Dscho did not mean that all N 2s of should be listed together.
Ah, so...I didn't understand his misunderstanding?  Using stages as a
cue to the parser where the new conflict begins is broken; you should
instead check for when the filename listed on a line does not match
the filename on the previous line.
But that would break down in case of rename/rename conflicts, right?
quoted
In particular, if one conflict has stages 1 and 2, and the next conflict
has only stage 3, then looking at stages only might cause you to
accidentally lump unrelated conflicts together.
Precisely. That's why I would love to have a way to deviate from the
output of `ls-files -u`'s format, and have a reliable way to indicate
stages that belong to the same merge conflict.
Ah, attempting to somehow identify and present logical separate
conflicts?  That could be awesome, but I'm not sure it's technically
possible.  It certainly isn't with today's merge-ort.

Let me ask some questions first...

If I understand you correctly then in the event of a rename/rename,
i.e. foo->bar & foo->baz, then you want foo's, bar's, & baz's stages
all listed together.  Right?  And in some way that you can identify
them as related?
Yes, that was kind of my idea ;-)
If we do so, how do we mark the beginning and the end of what you call
"the same merge conflict"?  If you say it's always 3 stages (with the
possibility of all-zero modes/oids), then what about the rename/rename
case above modified so that the side that did foo->baz also added a
different 'bar'?  That'd be 4 non-zero modes/oids, all of them
relevant.  Or what if the side that did foo->bar also renamed
something else to 'baz', giving us even more non-zero stages for these
three paths?  Perhaps you consider these different conflicts and want
them listed separately -- if so, where does one conflict begin and
another start and which stages are parts of which conflict?
Thank you for calling me out on an only half-finished thought.

To be quite honest, I previously did not have much time to think of the
non-trivial nature of representing merge conflicts in a web UI when
performing merges with rename detection, in particular when performing
_recursive_ merges (where, as you point out so correctly, an arbitrary
number of rename conflicts can happen _for the same file_).

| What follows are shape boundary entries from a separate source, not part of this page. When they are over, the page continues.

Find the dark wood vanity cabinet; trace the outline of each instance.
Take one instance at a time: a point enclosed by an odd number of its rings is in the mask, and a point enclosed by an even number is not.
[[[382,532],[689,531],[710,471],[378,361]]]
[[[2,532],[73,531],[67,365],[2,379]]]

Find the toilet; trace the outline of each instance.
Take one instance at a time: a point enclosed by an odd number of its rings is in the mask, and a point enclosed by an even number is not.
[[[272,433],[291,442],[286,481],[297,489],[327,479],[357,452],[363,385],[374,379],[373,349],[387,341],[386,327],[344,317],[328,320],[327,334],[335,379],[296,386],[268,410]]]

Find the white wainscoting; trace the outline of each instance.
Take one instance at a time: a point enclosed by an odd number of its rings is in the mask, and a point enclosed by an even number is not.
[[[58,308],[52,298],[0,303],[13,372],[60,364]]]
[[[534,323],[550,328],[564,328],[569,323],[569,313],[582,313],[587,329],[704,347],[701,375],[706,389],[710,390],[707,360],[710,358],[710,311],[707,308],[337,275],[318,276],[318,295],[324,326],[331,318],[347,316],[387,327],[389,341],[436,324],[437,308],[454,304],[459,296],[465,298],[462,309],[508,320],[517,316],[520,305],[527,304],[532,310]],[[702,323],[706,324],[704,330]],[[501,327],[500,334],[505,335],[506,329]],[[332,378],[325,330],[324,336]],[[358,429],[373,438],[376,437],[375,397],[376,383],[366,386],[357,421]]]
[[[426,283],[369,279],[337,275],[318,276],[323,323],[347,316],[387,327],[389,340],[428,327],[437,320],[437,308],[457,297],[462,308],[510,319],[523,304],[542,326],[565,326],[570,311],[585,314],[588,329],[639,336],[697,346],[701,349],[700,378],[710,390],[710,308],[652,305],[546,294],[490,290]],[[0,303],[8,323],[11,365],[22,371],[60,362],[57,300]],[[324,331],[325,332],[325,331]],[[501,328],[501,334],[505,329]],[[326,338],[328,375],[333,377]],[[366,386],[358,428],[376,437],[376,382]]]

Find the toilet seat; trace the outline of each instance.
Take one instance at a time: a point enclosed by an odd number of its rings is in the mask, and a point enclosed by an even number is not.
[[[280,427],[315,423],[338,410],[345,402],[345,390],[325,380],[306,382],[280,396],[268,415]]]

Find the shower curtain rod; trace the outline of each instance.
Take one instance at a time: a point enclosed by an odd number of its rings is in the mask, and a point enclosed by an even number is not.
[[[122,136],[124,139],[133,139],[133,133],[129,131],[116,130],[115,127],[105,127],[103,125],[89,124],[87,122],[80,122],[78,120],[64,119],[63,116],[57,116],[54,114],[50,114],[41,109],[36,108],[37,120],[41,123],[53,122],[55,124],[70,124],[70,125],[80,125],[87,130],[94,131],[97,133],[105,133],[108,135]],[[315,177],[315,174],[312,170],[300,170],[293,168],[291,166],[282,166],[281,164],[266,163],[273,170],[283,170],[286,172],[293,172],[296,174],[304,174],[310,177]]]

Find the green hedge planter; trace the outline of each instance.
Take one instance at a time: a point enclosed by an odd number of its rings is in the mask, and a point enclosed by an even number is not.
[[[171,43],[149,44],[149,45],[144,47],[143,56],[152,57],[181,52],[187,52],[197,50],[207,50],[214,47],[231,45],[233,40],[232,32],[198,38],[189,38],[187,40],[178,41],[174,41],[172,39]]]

Of course, this gets even more complicated when we're also thinking about
type changes (file -> symlink, file -> directory, and vice versa).
If you are attempting to somehow present the stuff that "belongs to
the same merge conflict" are you also trying to identify what kind of
merge conflict it is?  If so, do you want each type of merge conflict
listed?  For example, let's switch from the example above of logically
disjoint paths coming together to result in more than 3 stages, and
instead pick an example with a single logical path with less than
three stages.  And now let's say that path has multiple conflicts
associated with it; let's use an example with 3: rename/delete +
modify/delete + directory/file (one side renames foo->bar while
modifying the contents, the other side deletes foo and adds the
directory 'bar/').  In this case, there is a target file 'bar' that
has two non-zero modes/oids in the ls-files-u output.  If all three
types of conflicts need to be listed, does each need to be listed with
the two non-zero modes/oids (and perhaps one zero mode/oid), resulting
in six listings for 'bar'?  Or would the duplication be confusing
enough that we instead decide to list some merge conflicts with no
stages associated with them?

Thinking about both sets of questions in the last two paragraphs from
a higher level -- should we focus on and group the higher order stages
by the individual conflicts that happen, or should we group them by
the paths that they happen to (which is what `ls-files -u` happens to
do), or should we not bother grouping them and instead duplicate the
higher order stages for each logical conflict it is part of?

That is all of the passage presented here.